Friday, March 28: 12:30 to 1:45 pm, Central Library, Broughton Street
Reuven Sussman, PhD Candidate, Department of Psychology
Course Code: ASDS279 2014S E01
One person turning off their lights or leaving their car at home may not make a big environmental difference, but the power of seeing people engage in this kind of action can be dramatic! This lecture will show you how to become an agent of social change using psychology research conducted at UVic and abroad.
As a PhD candidate in the areas of social and environmental psychology, Reuven Sussman has published several studies that apply the principles of social psychology to environmental sustainability. He has a particular interest in why humans behave in environmentally unsustainable ways, and what can be done to change these behaviours. Prior to moving to Victoria, he spent two years doing neuropsychological/pharmacological research at the Hospital for Sick Children in Toronto.
Freedom of Conscience and Religion: Why Should We Care About it?
Friday, April 4: 12:30 to 1:45pm, Central Library, Broughton Street
Mary Anne Waldron, QC, Faculty of Law
Course Code: ASDS255 2014S E01
In this talk, Professor Waldron will discuss the evolution in Canada of the legal interpretation of the Charter protection of freedom of conscience and religion and the relationship of this fundamental freedom to the functioning of the democratic state. She will give particular emphasis to recent events and recent legal decisions that affect these rights.
Professor Mary Anne Waldron, QC was appointed to the Faculty of Law as an assistant professor in 1976 and promoted to professor in 1992. She served as Associate Dean of the faculty from 1988 to 1990 and Acting Dean from 1993 to 1994. In January 2000, she was appointed to the position of Associate Vice-President Legal Affairs for the University of Victoria and remained in that position until January 2009, returning to the Faculty of Law in July 2010. Her teaching interests include Contracts, Commercial Law, Legal Skills and Legal Ethics.

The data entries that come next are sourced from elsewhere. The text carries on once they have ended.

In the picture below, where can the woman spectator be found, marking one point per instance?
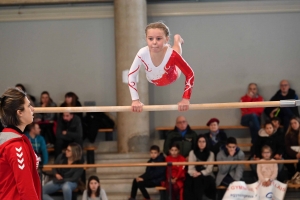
(292, 145)
(72, 100)
(200, 178)
(65, 178)
(18, 163)
(94, 190)
(216, 137)
(45, 101)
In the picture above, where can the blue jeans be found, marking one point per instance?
(66, 187)
(253, 122)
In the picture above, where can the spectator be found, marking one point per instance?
(229, 173)
(30, 97)
(38, 142)
(65, 178)
(94, 191)
(72, 100)
(200, 178)
(152, 177)
(45, 101)
(285, 114)
(292, 142)
(182, 135)
(69, 129)
(178, 172)
(47, 121)
(273, 141)
(251, 116)
(267, 172)
(216, 137)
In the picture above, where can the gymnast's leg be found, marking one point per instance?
(178, 41)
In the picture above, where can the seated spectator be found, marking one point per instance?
(47, 121)
(273, 141)
(94, 191)
(230, 173)
(292, 145)
(285, 114)
(30, 97)
(65, 179)
(178, 172)
(216, 137)
(38, 142)
(69, 129)
(182, 135)
(45, 101)
(72, 100)
(200, 178)
(251, 116)
(152, 176)
(267, 172)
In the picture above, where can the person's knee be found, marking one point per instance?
(66, 187)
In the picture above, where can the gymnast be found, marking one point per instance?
(163, 65)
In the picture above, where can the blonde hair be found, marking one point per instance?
(290, 129)
(11, 101)
(76, 151)
(159, 25)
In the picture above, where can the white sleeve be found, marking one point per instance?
(132, 77)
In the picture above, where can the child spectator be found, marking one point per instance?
(178, 172)
(216, 137)
(65, 178)
(266, 172)
(200, 178)
(229, 173)
(38, 143)
(94, 191)
(152, 177)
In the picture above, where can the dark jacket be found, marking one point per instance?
(68, 174)
(155, 174)
(278, 96)
(291, 139)
(221, 138)
(186, 143)
(73, 128)
(274, 141)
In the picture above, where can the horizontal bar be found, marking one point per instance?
(205, 106)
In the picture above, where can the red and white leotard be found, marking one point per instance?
(166, 73)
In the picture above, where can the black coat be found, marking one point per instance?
(153, 173)
(221, 138)
(274, 141)
(278, 96)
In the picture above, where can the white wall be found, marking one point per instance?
(225, 51)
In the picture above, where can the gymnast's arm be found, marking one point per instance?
(189, 81)
(136, 105)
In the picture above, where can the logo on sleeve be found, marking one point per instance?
(19, 154)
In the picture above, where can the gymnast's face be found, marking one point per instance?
(156, 39)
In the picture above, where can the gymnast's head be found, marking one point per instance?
(15, 109)
(158, 25)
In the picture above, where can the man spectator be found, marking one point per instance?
(251, 116)
(69, 129)
(229, 173)
(216, 137)
(183, 135)
(285, 114)
(38, 142)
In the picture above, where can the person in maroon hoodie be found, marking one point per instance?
(251, 116)
(19, 179)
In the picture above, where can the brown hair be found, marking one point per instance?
(159, 25)
(290, 129)
(76, 151)
(11, 101)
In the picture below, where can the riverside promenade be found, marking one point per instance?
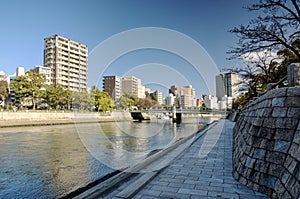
(190, 176)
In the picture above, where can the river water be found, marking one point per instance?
(52, 161)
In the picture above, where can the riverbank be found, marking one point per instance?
(19, 119)
(179, 171)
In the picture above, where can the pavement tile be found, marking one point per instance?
(193, 191)
(171, 195)
(192, 177)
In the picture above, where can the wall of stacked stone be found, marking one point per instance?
(266, 146)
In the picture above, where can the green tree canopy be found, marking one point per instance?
(103, 101)
(58, 96)
(30, 85)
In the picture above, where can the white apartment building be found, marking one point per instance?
(43, 70)
(130, 86)
(68, 61)
(211, 102)
(227, 85)
(159, 96)
(113, 86)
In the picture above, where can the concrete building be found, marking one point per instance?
(185, 96)
(159, 95)
(227, 84)
(4, 77)
(113, 86)
(43, 70)
(20, 71)
(130, 86)
(211, 102)
(68, 62)
(170, 100)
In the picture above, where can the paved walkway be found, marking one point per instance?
(208, 177)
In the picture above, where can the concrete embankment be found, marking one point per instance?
(17, 119)
(266, 153)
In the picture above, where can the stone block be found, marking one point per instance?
(279, 92)
(293, 91)
(267, 144)
(268, 181)
(288, 161)
(259, 153)
(293, 112)
(261, 166)
(275, 157)
(269, 123)
(266, 133)
(279, 188)
(293, 74)
(278, 101)
(279, 112)
(291, 168)
(250, 162)
(284, 134)
(297, 137)
(275, 170)
(286, 123)
(268, 112)
(295, 189)
(282, 146)
(285, 177)
(292, 101)
(286, 194)
(295, 151)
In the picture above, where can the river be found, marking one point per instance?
(52, 161)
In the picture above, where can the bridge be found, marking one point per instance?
(183, 111)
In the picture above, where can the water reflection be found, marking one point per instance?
(51, 161)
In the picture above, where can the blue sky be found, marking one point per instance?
(25, 24)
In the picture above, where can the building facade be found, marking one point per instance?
(227, 85)
(44, 71)
(113, 86)
(68, 62)
(130, 86)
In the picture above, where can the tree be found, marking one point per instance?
(103, 102)
(3, 90)
(127, 101)
(30, 86)
(275, 29)
(83, 100)
(58, 96)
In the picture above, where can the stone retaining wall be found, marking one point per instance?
(266, 151)
(8, 119)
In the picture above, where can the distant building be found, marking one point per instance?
(227, 84)
(211, 102)
(68, 62)
(113, 86)
(199, 102)
(185, 96)
(43, 70)
(170, 100)
(20, 71)
(159, 96)
(3, 77)
(130, 86)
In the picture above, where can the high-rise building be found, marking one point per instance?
(227, 85)
(130, 86)
(43, 70)
(113, 86)
(185, 96)
(159, 96)
(20, 71)
(68, 61)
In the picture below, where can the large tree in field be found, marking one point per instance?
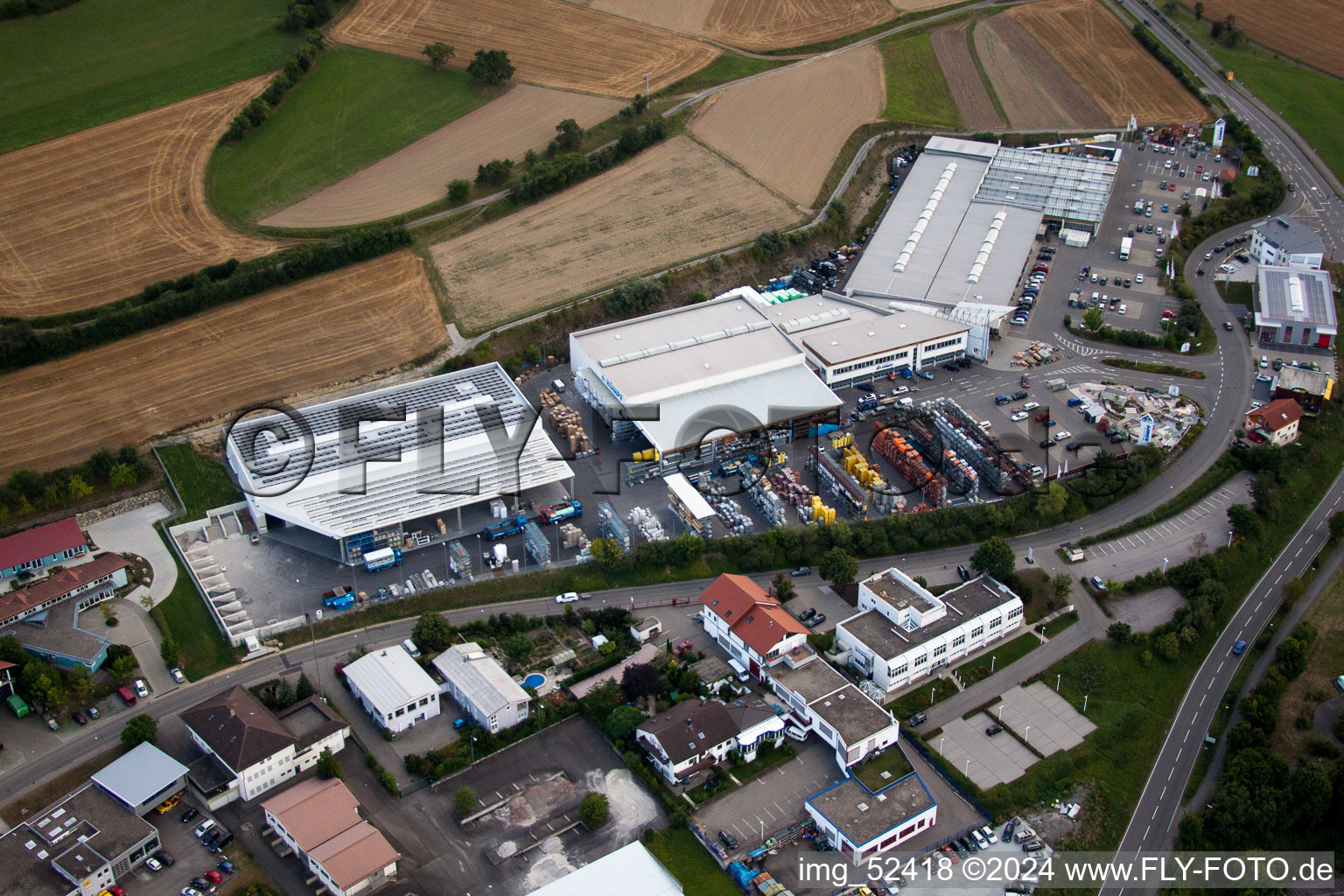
(491, 66)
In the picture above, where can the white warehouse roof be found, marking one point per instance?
(631, 871)
(701, 371)
(488, 442)
(390, 679)
(481, 680)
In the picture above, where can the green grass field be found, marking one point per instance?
(185, 617)
(200, 482)
(353, 109)
(105, 60)
(917, 93)
(727, 66)
(1309, 101)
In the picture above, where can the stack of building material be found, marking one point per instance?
(569, 424)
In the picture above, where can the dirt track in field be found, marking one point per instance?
(521, 120)
(1306, 30)
(787, 127)
(348, 323)
(97, 215)
(756, 24)
(968, 89)
(1033, 90)
(1090, 42)
(549, 42)
(669, 203)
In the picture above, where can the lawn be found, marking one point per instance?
(689, 861)
(105, 60)
(185, 617)
(1309, 101)
(202, 482)
(351, 110)
(917, 93)
(726, 67)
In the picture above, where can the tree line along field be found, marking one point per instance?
(549, 42)
(671, 203)
(787, 127)
(1306, 30)
(523, 118)
(100, 60)
(351, 110)
(1100, 52)
(353, 321)
(95, 215)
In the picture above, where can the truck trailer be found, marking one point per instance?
(564, 511)
(504, 527)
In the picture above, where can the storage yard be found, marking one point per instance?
(1035, 90)
(671, 203)
(762, 124)
(1102, 55)
(94, 216)
(549, 42)
(756, 24)
(1306, 30)
(968, 89)
(521, 120)
(360, 318)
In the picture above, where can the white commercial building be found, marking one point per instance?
(1286, 242)
(353, 476)
(1294, 306)
(393, 688)
(691, 376)
(902, 632)
(629, 871)
(248, 748)
(483, 687)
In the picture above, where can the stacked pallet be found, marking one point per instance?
(569, 424)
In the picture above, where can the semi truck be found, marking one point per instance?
(382, 559)
(339, 598)
(504, 527)
(564, 511)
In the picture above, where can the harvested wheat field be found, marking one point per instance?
(787, 127)
(95, 215)
(1035, 92)
(521, 120)
(756, 24)
(1306, 30)
(1092, 43)
(968, 89)
(335, 326)
(669, 203)
(549, 42)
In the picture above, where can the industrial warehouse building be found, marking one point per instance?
(960, 231)
(902, 632)
(354, 476)
(691, 378)
(1294, 306)
(1286, 242)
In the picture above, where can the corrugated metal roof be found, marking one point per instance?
(481, 680)
(142, 774)
(390, 679)
(631, 871)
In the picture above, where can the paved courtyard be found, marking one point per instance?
(1042, 719)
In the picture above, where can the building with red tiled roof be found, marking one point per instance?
(1276, 422)
(40, 547)
(749, 624)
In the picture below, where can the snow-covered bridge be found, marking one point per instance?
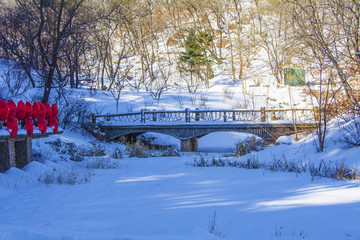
(189, 125)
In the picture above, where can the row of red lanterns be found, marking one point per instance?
(28, 114)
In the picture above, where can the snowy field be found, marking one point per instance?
(168, 198)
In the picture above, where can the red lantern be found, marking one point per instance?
(42, 110)
(54, 111)
(29, 126)
(12, 126)
(42, 125)
(12, 107)
(48, 111)
(35, 110)
(53, 123)
(4, 110)
(20, 110)
(28, 109)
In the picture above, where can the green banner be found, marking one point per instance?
(294, 77)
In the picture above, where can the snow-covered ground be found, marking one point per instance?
(168, 198)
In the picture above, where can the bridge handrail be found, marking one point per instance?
(209, 115)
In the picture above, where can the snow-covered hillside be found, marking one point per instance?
(101, 197)
(79, 188)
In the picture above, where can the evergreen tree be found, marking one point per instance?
(195, 59)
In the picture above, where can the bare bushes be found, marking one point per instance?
(248, 145)
(77, 153)
(65, 176)
(102, 163)
(140, 149)
(74, 111)
(330, 169)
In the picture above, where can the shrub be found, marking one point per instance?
(64, 176)
(138, 149)
(337, 170)
(248, 145)
(102, 163)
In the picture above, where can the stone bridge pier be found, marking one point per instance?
(189, 145)
(189, 134)
(15, 152)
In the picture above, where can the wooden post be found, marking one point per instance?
(93, 119)
(154, 115)
(7, 154)
(187, 115)
(263, 114)
(197, 115)
(189, 145)
(23, 152)
(142, 116)
(316, 114)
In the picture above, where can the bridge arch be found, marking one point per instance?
(188, 139)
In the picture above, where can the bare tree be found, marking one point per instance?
(36, 33)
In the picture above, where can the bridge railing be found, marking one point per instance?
(187, 115)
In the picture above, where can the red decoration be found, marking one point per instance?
(42, 125)
(4, 110)
(39, 113)
(12, 107)
(28, 109)
(20, 110)
(29, 126)
(48, 111)
(12, 126)
(54, 111)
(35, 111)
(54, 124)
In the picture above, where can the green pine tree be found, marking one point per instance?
(195, 59)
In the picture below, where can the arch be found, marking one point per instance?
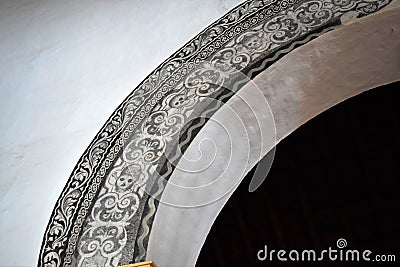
(103, 216)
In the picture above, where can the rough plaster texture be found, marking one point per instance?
(309, 80)
(64, 67)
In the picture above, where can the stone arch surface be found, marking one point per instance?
(120, 203)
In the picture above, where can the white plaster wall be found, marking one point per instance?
(64, 67)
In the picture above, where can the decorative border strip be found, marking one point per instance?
(72, 211)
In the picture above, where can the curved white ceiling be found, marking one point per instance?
(64, 67)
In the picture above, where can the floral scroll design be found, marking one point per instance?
(120, 163)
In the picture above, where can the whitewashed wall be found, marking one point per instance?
(64, 67)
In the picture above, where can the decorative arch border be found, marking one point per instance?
(100, 219)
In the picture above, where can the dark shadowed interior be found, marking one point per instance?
(335, 177)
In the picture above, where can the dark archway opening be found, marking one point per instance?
(335, 177)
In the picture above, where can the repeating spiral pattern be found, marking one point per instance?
(106, 200)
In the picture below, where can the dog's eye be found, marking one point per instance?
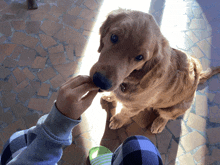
(139, 58)
(114, 38)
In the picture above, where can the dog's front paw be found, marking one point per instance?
(116, 122)
(158, 125)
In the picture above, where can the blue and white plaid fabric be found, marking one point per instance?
(136, 150)
(15, 145)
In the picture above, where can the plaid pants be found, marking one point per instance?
(136, 150)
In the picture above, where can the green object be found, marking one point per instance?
(100, 156)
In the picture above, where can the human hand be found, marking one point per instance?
(70, 101)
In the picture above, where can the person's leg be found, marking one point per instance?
(14, 146)
(138, 150)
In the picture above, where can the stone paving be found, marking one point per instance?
(41, 49)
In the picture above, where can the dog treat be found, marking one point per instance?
(32, 4)
(100, 90)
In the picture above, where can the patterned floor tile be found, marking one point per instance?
(41, 49)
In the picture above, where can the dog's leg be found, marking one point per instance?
(166, 114)
(122, 118)
(158, 125)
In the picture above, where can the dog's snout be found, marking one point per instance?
(101, 81)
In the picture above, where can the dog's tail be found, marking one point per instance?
(205, 75)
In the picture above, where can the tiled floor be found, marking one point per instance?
(41, 49)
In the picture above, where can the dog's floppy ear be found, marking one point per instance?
(157, 65)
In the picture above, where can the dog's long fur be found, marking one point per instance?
(165, 80)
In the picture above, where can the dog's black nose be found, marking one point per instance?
(101, 81)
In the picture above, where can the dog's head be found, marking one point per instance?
(129, 40)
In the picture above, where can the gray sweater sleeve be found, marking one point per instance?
(46, 139)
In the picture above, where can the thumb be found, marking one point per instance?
(87, 100)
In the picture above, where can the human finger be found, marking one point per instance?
(84, 88)
(87, 100)
(76, 81)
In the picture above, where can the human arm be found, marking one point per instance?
(42, 144)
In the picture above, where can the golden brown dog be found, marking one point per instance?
(142, 71)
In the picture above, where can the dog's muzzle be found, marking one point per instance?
(101, 81)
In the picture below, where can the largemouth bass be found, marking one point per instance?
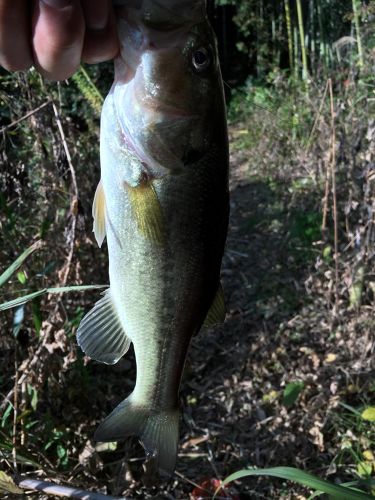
(162, 203)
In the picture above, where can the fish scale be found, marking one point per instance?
(162, 203)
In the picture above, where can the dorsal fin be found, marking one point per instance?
(216, 313)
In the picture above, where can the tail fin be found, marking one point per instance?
(157, 431)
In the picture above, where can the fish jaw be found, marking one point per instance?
(163, 106)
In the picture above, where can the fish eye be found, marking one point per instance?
(201, 59)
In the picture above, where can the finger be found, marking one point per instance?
(101, 42)
(15, 46)
(58, 33)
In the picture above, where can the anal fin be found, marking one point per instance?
(147, 211)
(101, 335)
(217, 311)
(98, 213)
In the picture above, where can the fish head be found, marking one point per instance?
(167, 91)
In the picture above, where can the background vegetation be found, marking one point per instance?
(289, 379)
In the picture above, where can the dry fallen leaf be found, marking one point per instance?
(330, 358)
(8, 485)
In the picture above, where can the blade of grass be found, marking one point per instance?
(4, 277)
(22, 300)
(303, 478)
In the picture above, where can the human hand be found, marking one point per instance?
(55, 35)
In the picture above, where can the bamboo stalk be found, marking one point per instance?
(295, 52)
(289, 32)
(322, 47)
(302, 40)
(334, 194)
(356, 4)
(61, 491)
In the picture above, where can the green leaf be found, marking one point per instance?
(18, 262)
(8, 485)
(18, 318)
(37, 314)
(26, 298)
(303, 478)
(291, 393)
(369, 414)
(21, 276)
(364, 469)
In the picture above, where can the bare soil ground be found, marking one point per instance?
(279, 329)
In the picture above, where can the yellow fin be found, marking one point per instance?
(98, 213)
(216, 313)
(147, 211)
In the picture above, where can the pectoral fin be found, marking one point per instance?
(101, 335)
(216, 313)
(147, 211)
(98, 213)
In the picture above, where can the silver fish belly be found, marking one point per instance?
(162, 204)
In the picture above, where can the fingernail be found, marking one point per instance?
(57, 4)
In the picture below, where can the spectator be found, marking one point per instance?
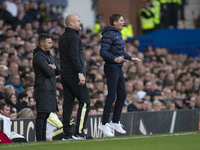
(14, 80)
(23, 101)
(11, 7)
(156, 105)
(11, 100)
(25, 113)
(13, 113)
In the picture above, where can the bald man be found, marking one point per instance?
(73, 78)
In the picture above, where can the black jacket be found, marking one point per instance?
(71, 54)
(45, 81)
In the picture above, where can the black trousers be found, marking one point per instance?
(41, 121)
(115, 85)
(71, 91)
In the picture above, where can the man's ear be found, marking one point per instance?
(115, 22)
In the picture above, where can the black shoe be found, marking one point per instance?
(81, 137)
(67, 138)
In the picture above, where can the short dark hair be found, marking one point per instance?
(22, 95)
(113, 18)
(42, 38)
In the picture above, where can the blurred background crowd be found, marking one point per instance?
(164, 81)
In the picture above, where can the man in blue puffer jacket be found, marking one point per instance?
(112, 51)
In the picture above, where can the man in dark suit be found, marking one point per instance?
(46, 68)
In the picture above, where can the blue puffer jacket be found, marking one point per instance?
(112, 46)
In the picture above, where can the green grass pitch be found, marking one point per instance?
(174, 141)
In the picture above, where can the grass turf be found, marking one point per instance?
(175, 141)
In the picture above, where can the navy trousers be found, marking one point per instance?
(71, 91)
(116, 91)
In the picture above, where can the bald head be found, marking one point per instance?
(73, 21)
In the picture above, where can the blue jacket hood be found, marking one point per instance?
(109, 28)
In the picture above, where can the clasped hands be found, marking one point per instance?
(121, 58)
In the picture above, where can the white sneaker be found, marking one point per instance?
(118, 127)
(106, 129)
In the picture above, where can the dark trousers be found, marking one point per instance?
(41, 121)
(71, 91)
(115, 85)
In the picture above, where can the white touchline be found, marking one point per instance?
(173, 122)
(97, 140)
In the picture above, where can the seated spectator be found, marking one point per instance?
(13, 113)
(8, 89)
(23, 101)
(25, 113)
(3, 71)
(11, 99)
(156, 105)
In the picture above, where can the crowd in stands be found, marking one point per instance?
(164, 81)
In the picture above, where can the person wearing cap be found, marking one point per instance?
(73, 78)
(46, 69)
(112, 52)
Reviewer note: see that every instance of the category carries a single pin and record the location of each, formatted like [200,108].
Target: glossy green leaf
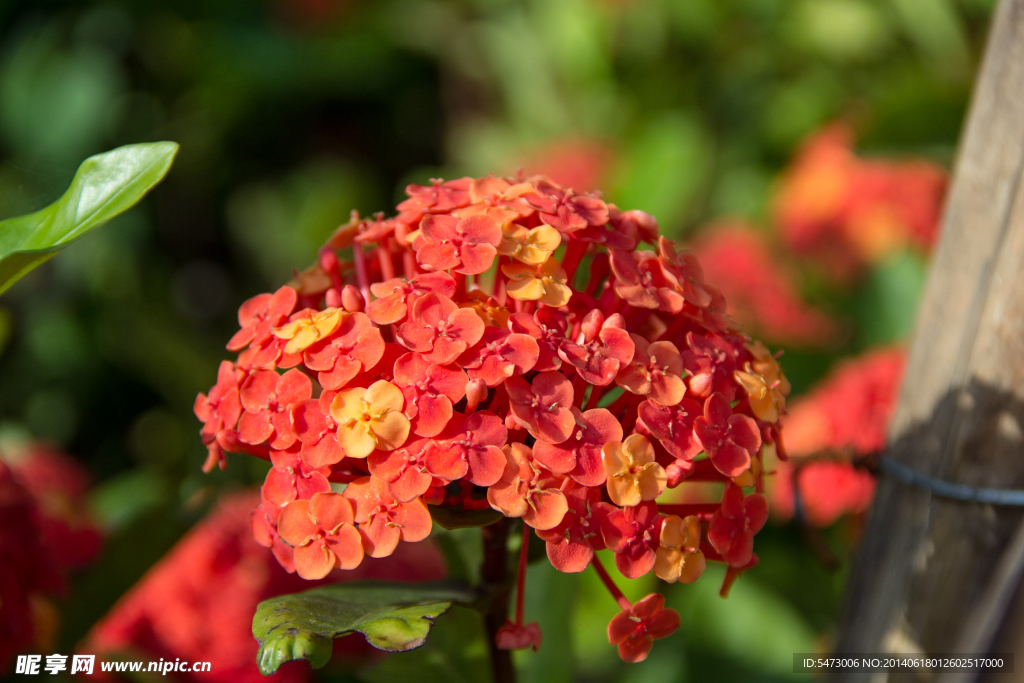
[451,518]
[393,616]
[103,186]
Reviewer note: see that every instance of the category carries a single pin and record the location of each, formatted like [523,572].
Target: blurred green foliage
[292,113]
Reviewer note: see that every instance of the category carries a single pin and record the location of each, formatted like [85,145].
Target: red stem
[360,271]
[623,601]
[387,266]
[520,587]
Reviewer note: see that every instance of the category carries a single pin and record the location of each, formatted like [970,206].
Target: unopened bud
[328,260]
[592,323]
[333,298]
[351,299]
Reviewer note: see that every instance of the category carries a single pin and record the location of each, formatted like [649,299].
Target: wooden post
[935,574]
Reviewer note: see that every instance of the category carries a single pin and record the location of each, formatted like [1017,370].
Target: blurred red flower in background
[844,211]
[759,289]
[198,602]
[46,532]
[848,413]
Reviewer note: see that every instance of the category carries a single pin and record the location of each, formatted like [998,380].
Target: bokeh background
[801,146]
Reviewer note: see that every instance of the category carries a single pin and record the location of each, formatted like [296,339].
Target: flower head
[384,520]
[543,407]
[678,555]
[323,532]
[580,455]
[604,347]
[527,491]
[729,439]
[545,283]
[370,419]
[732,528]
[635,630]
[438,330]
[633,474]
[632,534]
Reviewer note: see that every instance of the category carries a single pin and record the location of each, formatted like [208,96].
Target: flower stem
[623,601]
[521,585]
[495,575]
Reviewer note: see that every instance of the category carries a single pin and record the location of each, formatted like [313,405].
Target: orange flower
[370,419]
[308,327]
[323,532]
[527,491]
[633,474]
[679,556]
[764,383]
[530,246]
[545,283]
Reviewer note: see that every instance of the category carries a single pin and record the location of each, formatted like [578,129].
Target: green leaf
[393,616]
[103,186]
[452,518]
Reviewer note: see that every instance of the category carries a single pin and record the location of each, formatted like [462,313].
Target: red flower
[499,355]
[686,270]
[673,426]
[466,245]
[711,364]
[512,637]
[317,431]
[632,534]
[403,470]
[543,407]
[527,491]
[353,347]
[267,398]
[219,412]
[439,330]
[548,327]
[636,629]
[643,282]
[383,520]
[655,371]
[395,296]
[430,390]
[729,439]
[732,527]
[759,290]
[570,545]
[259,315]
[580,455]
[470,447]
[292,478]
[323,532]
[437,197]
[606,346]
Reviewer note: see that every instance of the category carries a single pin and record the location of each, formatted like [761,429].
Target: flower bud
[351,299]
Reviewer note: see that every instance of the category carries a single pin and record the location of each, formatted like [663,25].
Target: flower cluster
[46,534]
[845,418]
[502,344]
[847,211]
[198,602]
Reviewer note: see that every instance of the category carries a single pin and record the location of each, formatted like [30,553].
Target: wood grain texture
[926,561]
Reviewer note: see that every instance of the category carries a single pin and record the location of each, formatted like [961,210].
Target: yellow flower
[633,474]
[545,284]
[531,246]
[764,383]
[489,310]
[304,332]
[679,557]
[370,419]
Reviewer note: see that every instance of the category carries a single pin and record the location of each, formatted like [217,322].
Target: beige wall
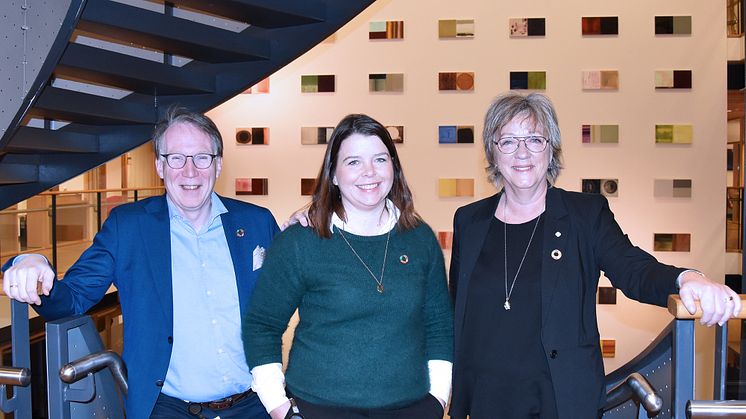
[563,53]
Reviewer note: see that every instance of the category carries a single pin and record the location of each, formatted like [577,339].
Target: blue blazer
[581,227]
[133,251]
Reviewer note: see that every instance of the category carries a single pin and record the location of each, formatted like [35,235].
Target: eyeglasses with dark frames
[178,160]
[509,144]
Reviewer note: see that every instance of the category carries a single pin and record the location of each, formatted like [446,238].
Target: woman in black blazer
[524,270]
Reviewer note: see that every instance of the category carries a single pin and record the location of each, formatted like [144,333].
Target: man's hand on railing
[718,302]
[23,280]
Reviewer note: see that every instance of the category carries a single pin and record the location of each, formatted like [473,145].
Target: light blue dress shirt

She has twice received the Faculty of Law's Terry J. Wuester Teaching Award. She is the author of numerous articles on commercial law subjects, particularly in the area of regulating interest in lending transactions. She is the author of the Law of Interest in Canada and co-author (with Professor S.M. Waddams and others) of Cases and Materials on Contracts (4th ed.). She has been a member of several working groups for the Uniform Law Conference of Canada, recommending reforms to criminal interest provisions of the Criminal Code and reforms to the Interest Act. Professor Waldron also has research interests related to freedom of conscience and religion. From 2009 to 2010, she was a visiting fellow at the University of Victoria's Centre for Studies in Religion and Society. Her book, Free to Believe: Rethinking Freedom of Conscience and Religion in Canada was released by University of Toronto Press in May, 2013.